Situation Report | March 29, 2021
The U.S. Centers for Medicare and Medicaid Services (CMS) has recently issued a new Medlearn (MLN) Matters Article MM12085 to inform Medicare-certified agencies about revisions to Medicare’s Common Working File (CWF) home health period sequence edits to no longer exclude Low Utilization Payment Adjustment (LUPA) claims.
Specifically, CMS’s CWF contains edits ensuring that Medicare pays home health claims in the correct episode or period of care sequence. Currently, these edits bypass LUPA claims. Before the implementation of the Patient Driven Groupings Model (PDGM), this bypass was correct. If the claim had 4 or fewer visits, it would correctly receive a LUPA payment regardless of whether it was an early or late episode.
However, under PDGM, the early or late Health Insurance Prospective Payment System (HIPPS) codes for a period of care can have different LUPA thresholds, ranging from 1 to 6 visits. The correct early or late HIPPS code must be assigned before Medicare systems can determine whether a LUPA payment should apply. In some cases, incorrect payments result if Medicare systems bypass period-of care-sequence edits for LUPA claims.

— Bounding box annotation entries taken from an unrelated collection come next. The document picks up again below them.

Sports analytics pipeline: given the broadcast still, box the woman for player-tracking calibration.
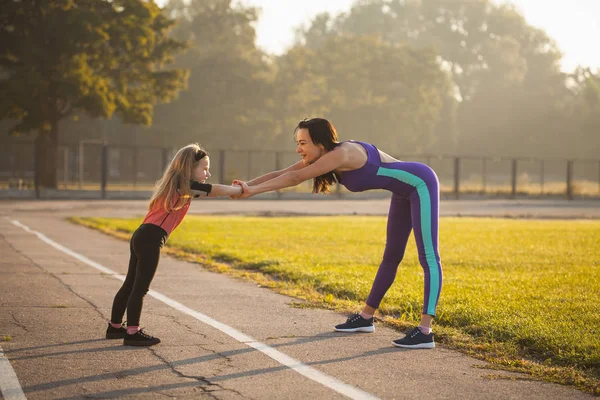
[234,118,442,348]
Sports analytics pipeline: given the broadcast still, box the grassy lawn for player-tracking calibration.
[72,216,600,395]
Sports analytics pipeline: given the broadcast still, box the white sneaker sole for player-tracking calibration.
[333,325,375,333]
[392,342,435,349]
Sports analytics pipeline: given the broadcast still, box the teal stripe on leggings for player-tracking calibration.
[377,168,440,315]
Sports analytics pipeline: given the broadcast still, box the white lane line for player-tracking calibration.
[0,347,27,400]
[9,219,377,400]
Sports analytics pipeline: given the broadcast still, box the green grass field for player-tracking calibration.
[73,216,600,395]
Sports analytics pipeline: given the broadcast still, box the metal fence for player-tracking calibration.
[0,140,600,199]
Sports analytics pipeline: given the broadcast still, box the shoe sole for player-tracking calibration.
[106,333,125,339]
[392,342,435,349]
[123,340,160,347]
[333,325,375,333]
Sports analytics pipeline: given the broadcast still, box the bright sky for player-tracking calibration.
[158,0,600,71]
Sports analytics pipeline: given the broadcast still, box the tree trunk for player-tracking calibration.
[35,120,58,189]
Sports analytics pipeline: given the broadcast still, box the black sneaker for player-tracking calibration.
[334,313,375,332]
[106,322,127,339]
[392,327,435,349]
[123,329,160,346]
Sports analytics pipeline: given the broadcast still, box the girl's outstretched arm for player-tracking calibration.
[190,181,242,198]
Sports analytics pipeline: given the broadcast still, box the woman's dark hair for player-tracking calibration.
[294,118,340,193]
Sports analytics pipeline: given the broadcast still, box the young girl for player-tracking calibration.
[234,118,442,349]
[106,144,242,346]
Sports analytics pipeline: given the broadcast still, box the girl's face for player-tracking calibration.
[296,128,326,165]
[192,157,210,183]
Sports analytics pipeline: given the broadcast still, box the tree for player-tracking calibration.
[0,0,187,188]
[299,0,568,155]
[156,0,273,150]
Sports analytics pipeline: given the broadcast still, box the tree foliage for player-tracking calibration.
[0,0,187,187]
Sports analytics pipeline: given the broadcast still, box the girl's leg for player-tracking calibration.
[127,237,161,328]
[361,194,412,318]
[110,236,138,326]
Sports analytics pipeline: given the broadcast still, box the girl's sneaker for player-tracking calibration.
[106,322,127,339]
[392,327,435,349]
[334,313,375,332]
[123,329,160,346]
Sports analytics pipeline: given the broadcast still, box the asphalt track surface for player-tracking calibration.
[0,200,600,399]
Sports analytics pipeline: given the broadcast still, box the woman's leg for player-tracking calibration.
[361,194,412,318]
[411,165,442,328]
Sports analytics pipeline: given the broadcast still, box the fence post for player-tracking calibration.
[219,150,225,185]
[100,142,108,199]
[160,147,169,175]
[540,160,544,194]
[454,157,460,199]
[481,157,487,194]
[77,140,83,190]
[510,158,517,199]
[246,150,252,180]
[133,146,138,188]
[33,141,40,200]
[567,160,573,200]
[275,151,282,200]
[63,146,69,189]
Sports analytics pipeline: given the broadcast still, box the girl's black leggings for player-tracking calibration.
[110,224,168,326]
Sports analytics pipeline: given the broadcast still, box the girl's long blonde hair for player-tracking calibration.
[148,143,208,212]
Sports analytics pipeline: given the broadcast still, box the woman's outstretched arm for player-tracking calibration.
[246,161,305,186]
[234,147,346,199]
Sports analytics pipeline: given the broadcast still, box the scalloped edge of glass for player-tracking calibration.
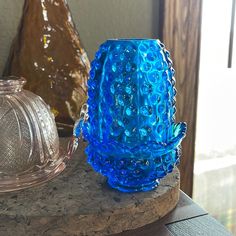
[0,145,69,193]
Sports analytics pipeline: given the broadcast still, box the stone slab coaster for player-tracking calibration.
[0,139,180,236]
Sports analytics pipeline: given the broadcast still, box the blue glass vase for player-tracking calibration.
[74,39,186,192]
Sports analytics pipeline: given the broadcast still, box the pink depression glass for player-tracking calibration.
[0,77,67,192]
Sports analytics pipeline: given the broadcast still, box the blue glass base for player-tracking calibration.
[86,144,180,192]
[107,179,159,193]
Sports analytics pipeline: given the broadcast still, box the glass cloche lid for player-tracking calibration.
[0,77,67,192]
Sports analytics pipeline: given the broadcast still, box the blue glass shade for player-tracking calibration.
[75,39,186,192]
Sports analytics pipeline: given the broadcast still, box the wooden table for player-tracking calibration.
[0,140,232,236]
[114,191,233,236]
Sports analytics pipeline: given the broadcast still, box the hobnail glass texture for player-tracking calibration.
[0,77,66,192]
[74,39,186,192]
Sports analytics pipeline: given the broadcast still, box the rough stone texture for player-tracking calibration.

When Medicare agencies realize such claims are being impacted, the Medicare Administrative Contractor (MAC) — in this case, National Government Services (NGS) — can manually recode affected claims to correct the payment.
MM12085 corrects CWF editing to remove the LUPA bypass for home health claims with “from” dates on or after January 1, 2021. Once the MM12085 correction is in effect, manual recoding will no longer be necessary. MM12085 contains no new policy, but corrects the implementation of existing policy.